Volkswagen Group will invest around $32Bn in digitalization by 2025. In addition to the financial investment, it’s consolidating the software groups from VW, Audi and Porsche brands, as well as other subsidiaries, under the moniker CARIAD – the current iteration of the earlier concept Car.Software. CARIAD will develop one software platform that includes an operating system, a cloud and an EE architecture to be used by every brand in the group. “Having a uniform software architecture will enable Volkswagen to generate sizable economies of scale in the Group,” says spokesperson Benedikt Griffig.

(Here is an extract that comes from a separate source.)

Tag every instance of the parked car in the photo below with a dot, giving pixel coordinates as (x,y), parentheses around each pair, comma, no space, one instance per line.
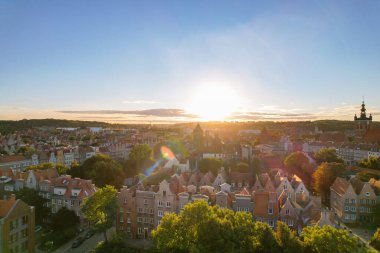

Volkswagen is hardly alone in its focus on software. Nor is this a new idea. The concept of the software-defined car has been top of mind for several years. Although the benefits are clear, traditional carmaker organizational structures and supply chains have made it difficult for car makers to build their software capabilities.
SBD identifies two trends: automakers putting software development into a separate organization from the manufacturing side and shifting from reliance on suppliers for software. “The reason is product agility. OEMs want to dictate design, development and updates in a much faster way than in the past,” says Alex Oyler, head of car IT for SBD.
Software is more important than ever, says Dominik Hepp, an associate partner in McKinsey. The consultancy has found that companies with strong software organizations enjoy three to six times the throughput and software quality of the bottom of the heap. “The difference between lead performers and the bottom is just huge, much higher than what we observed in the previous, hardware-only environment.” Yet, automakers generally lag behind those top performers, McKinsey found.